Friday, July 30, 2010

Where Do Rangel's Constituents Sit On His Massive Ethics Mess?

Do Charles Rangel's constituents think that Rangel should be booted from office over his 13-count ethics indictment in the House? While some reports seem to think that this doesn't sit well with his constituents, reporters were busy asking his constituents this morning and not all of them were calling for Rangel to step down.

Indeed, some were saying that this was a witch hunt to go after Rangel after 40 years of service and that this was politics. They cited his work for the district and all the good things he's done.

The myopia is astounding, but not unexpected. After all, when people are polled about Congress, they generally give Congress generically awful marks, but rank their own member quite well. Rangel is no exception to that rule.
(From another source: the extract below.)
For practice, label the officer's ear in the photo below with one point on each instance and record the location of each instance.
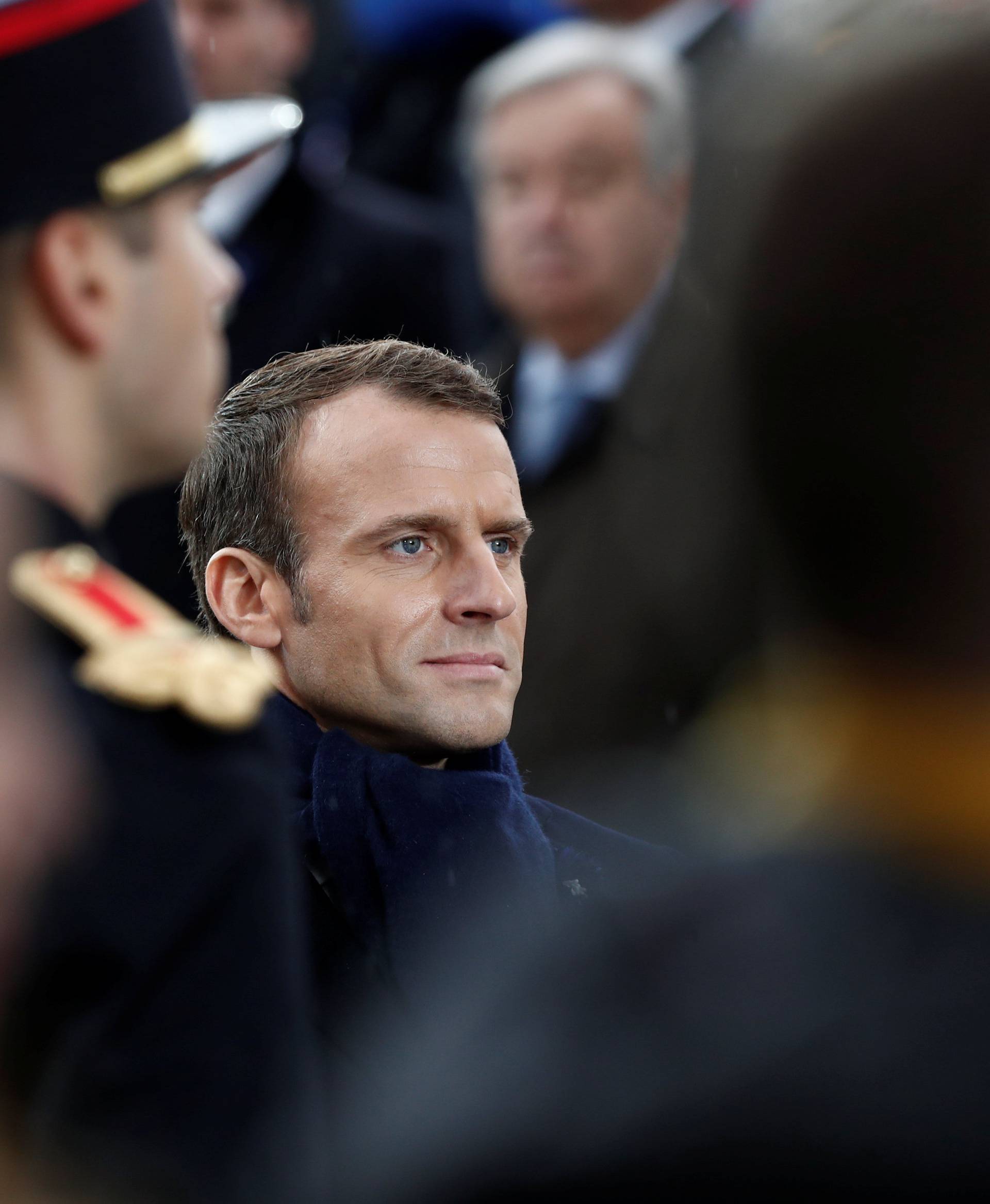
(248, 596)
(78, 269)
In fact, I've remarked on numerous occasions during this entire affair that while it will hurt Rangel's fellow Democrats, Rangel may well be reelected without much of a problem.

Rangel was reelected handily in 2008 despite the news of his tax evasion, rent stabilization mess, and other legal and ethics woes coming to light during the summer of 2008. If his constituents didn't boot him then, what makes anyone think that they're going to do so now?

It may well take a perp-walk to send Rangel packing if Congress doesn't first expel him and Congressional Democrats are loath to do so. They've been dragging their feet for nearly two years in resisting calls for investigations and for Rangel to step down as chair of Ways and Means. Yet, the weight of evidence against Rangel is such that it can no longer be avoided and the timing couldn't be better.

Everyone should get what they deserve over coddling corruption, graft, and unethical behavior.

Here's a full breakdown of the House ethics panel's findings.

Despite the finding that Rangel evaded his tax obligations for more than a decade (from 1998 until the present), Democrats on the panel think that his actions deserve a slap on the wrist: they are recommending a reprimand. Reprimand is the lowest of three possible outcomes - explusion would have been the worst, and a censure would have been an intermediate step.

That the panel's Democrats can't see that this case warrants the most serious punishment is outrageous. After all, if anyone systematically avoided their tax obligations for a decade, they would be looking at jail time. Combine the tax woes with the multitude of other ethical and legal woes, and expulsion should have been the only possible outcome.